I’m finishing up at the library in just over a week, so this will be my last post to LibraryTechNZ, and I intend it to be mercifully brief.
But I want to touch base with you all, to thank you for being such a great audience, and to say how much I've enjoyed this foray into blogging on digital libraries.
To recap, my "primary responsibility" over the past couple of years has been the digitisation of the Donald McLean Papers and the development of a website to host them. The project, our approach, and the results are described in some detail in the presentation that David Colquhoun and I gave at LIANZA last year. Check it out if you’re into that kind of thing.
But what I want to talk about today is version control, and how it can bring you peace and serenity.
Subversion and git are two free open source version control systems. I’m going to describe subversion, but feel free to use git or mercurial if it pleases you.
First, I guess I should admit that not everyone needs version control in their day-to-day life. In fact, if you never work with data or metadata, you can sign off right here.
The rest of you either already know about the magic of version control, or I’m doing you one huge favour by cluing you in, right now. Either way, read on.
With version control, you never need to fear questions like:
- Where are the latest versions of all the files? (A: "They're in the subversion repository.")
- Can I edit them? (A: "Sure! Just check them out, make your changes and commit them back in, with a note describing the change.")
- Where are the versions of all the files signed off by the steering group? (A: "Just check out the steering-group-approved-march-09 tag.")
- What changes have been made since then, and why, and by whom? (A: "View the log and do a diff.")
- Can we make a slightly different version of the files for xyz? (A: "Of course! Just create a branch.")
Version control is just so elegant and right that when you say "the files are all in the subversion repository" it's like saying "the water is in the tap", except it's better because you decided to put the water there and it's obviously where it belongs.
So how does it work?
- To start with, you'll need a "subversion repository". If there isn't one available to you in your organisation, you can ask your technical people to set one up, find a hosted solution or even go ahead and install one yourself on your PC.
- Then you import your files into the repository. From that moment on, you can breathe a sigh of relief and say "All the files are under version control. ftw."

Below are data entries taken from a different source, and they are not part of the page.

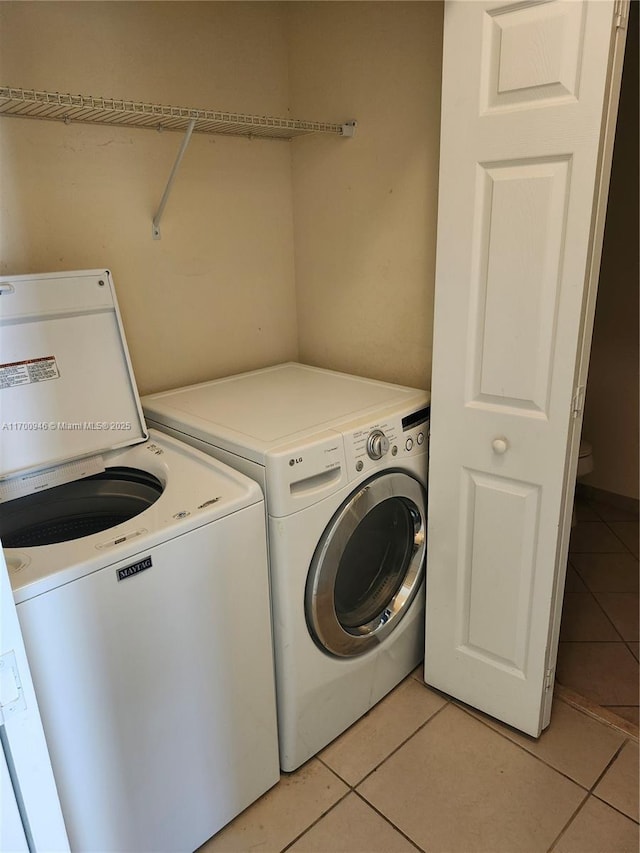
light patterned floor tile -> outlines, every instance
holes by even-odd
[[[585,788],[591,788],[625,740],[611,726],[560,701],[553,703],[551,723],[539,738],[522,734],[479,711],[471,713]]]
[[[359,786],[435,853],[546,851],[584,790],[448,705]]]
[[[553,853],[638,853],[637,823],[589,797]]]
[[[636,660],[640,660],[640,643],[627,643]]]
[[[598,705],[638,704],[638,661],[624,643],[560,643],[556,679]]]
[[[280,782],[200,848],[200,853],[279,853],[348,792],[316,759]]]
[[[625,546],[604,521],[580,521],[571,531],[570,554],[614,553],[624,550]]]
[[[621,637],[590,592],[567,592],[562,605],[560,639],[617,642]]]
[[[570,562],[591,592],[638,592],[638,561],[631,554],[572,554]]]
[[[444,705],[445,699],[409,677],[318,758],[357,785]]]
[[[416,853],[357,794],[349,794],[289,848],[287,853]]]
[[[623,640],[638,640],[638,604],[637,592],[597,592],[598,604],[613,622]],[[595,638],[594,638],[595,639]],[[603,638],[604,639],[604,638]]]
[[[594,794],[633,820],[638,820],[638,744],[627,741],[598,782]]]

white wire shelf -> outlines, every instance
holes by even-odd
[[[9,86],[0,86],[0,116],[179,131],[187,130],[190,122],[194,121],[194,133],[267,139],[293,139],[310,133],[352,136],[355,127],[355,122],[330,124],[299,121],[273,116],[145,104],[116,98],[94,98],[90,95],[63,95],[59,92]]]

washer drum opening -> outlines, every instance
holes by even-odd
[[[107,468],[0,505],[4,548],[54,545],[116,527],[152,506],[163,485],[148,471]]]
[[[309,631],[323,650],[354,657],[382,642],[422,581],[426,495],[413,477],[387,471],[338,509],[311,561]]]

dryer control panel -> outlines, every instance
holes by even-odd
[[[344,433],[349,476],[391,467],[407,456],[425,453],[429,443],[429,406],[406,415],[390,415]]]

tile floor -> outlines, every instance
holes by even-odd
[[[579,499],[557,681],[638,725],[638,515]]]
[[[558,680],[637,723],[637,516],[581,502],[578,518]],[[638,853],[627,728],[556,697],[534,740],[416,670],[200,853]]]
[[[200,853],[638,853],[638,742],[556,699],[534,740],[406,678]]]

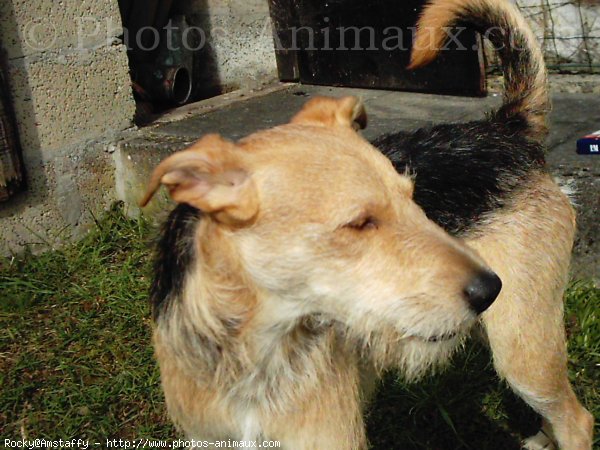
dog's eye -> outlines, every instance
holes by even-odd
[[[358,231],[374,230],[378,226],[377,219],[373,216],[361,216],[358,219],[346,224],[346,228]]]

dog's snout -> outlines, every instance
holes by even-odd
[[[481,272],[465,288],[471,309],[481,314],[490,307],[502,289],[502,281],[494,272]]]

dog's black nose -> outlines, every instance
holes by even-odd
[[[465,288],[471,309],[481,314],[490,307],[502,289],[502,281],[494,272],[481,272]]]

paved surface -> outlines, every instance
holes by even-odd
[[[368,139],[394,130],[481,118],[500,104],[497,94],[480,99],[299,85],[282,86],[266,95],[259,93],[221,103],[213,100],[171,115],[170,119],[167,117],[161,123],[144,128],[121,143],[115,155],[120,197],[132,205],[134,211],[133,205],[152,168],[172,151],[206,133],[217,132],[238,139],[258,129],[285,123],[314,95],[362,97],[369,115],[369,126],[364,131]],[[579,233],[573,272],[576,277],[593,277],[599,281],[600,156],[577,155],[575,141],[600,129],[600,97],[555,93],[553,104],[547,141],[548,164],[553,173],[575,188],[578,205]]]

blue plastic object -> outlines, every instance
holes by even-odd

- You then check out your files to a local working directory. I’m a Mac user, so I tend to check out files to a folder on my cluttered desktop, but you can put them wherever you like.
- Now that you have a local working copy of the files, you can edit them and work with them just like you always have. The only thing is that every time you make a significant change to a file, you should commit the change back to the repository. There’s no law about how often you do this but it’s Good Practice to commit your changes frequently.
With this small investment of effort, you can achieve magic. Because unlike in space, under version control nothing is ever lost™. Provided you back up your repository, of course.
What kinds of files belong in version control?
Both text files (.txt, .xml, .conf, rtf, etc) and binary files (.doc, .odt, etc) can be kept under version control. With text files you can see the exact changes that were made to which lines of the file, whereas with binary files you only know that the file changed.
In the McLean Papers Digitisation Project we used version control for:
- all the TEI (Text Encoding Initiative) xml full text transcriptions and translations
- the prototype delivery system scripts in php
- a snapshot of the mysql database as a mysqldump .sql file
- the database schemas
- the solr configuration files and schema
- the java tomcat delivery system and configuration
- the apache reverse proxy config httpd.conf
- various xsl files to do a variety of unholy things
- and much, much more!
Every time you commit a file, it gets a new revision number. The previous version can still be retrieved if you ask for it by revision number, but by default you get the latest version.
You can delete files, but you can also retrieve the previous, undeleted version, if you ask for it by revision number. This means nothing is ever lost, but things don't get cluttered either.
It's common to structure your repository as:
The trunk is where the latest main version is kept. If you just want the latest config files or whatever you're using the repository for, trunk is the natural place to go.
The branches are where you or others can take a version of your files and develop a new version for some purpose, without affecting the trunk.
The tags are where you record a particular set of your files as being a "release" or an approved version. In the example above, the steering group approved a set of the configuration files in March. We need to still be able to retrieve the exact files they approved, as well as being able to work on the files to fix all the issues they missed, and keep track of these changes. When we tag a set of files as steering-group-approved-march-09, we capture a moment in time forever, allowing anyone to download those exact files even while we continue to develop and change them.
Interested? Go read the excellent and free online book and discover for yourself the peace of knowing where all your files are, what's been changed, when and by who, and to be able to work on your files at the same time as other people without messing things up for each other.
Subversion, for a better world. Bye for now.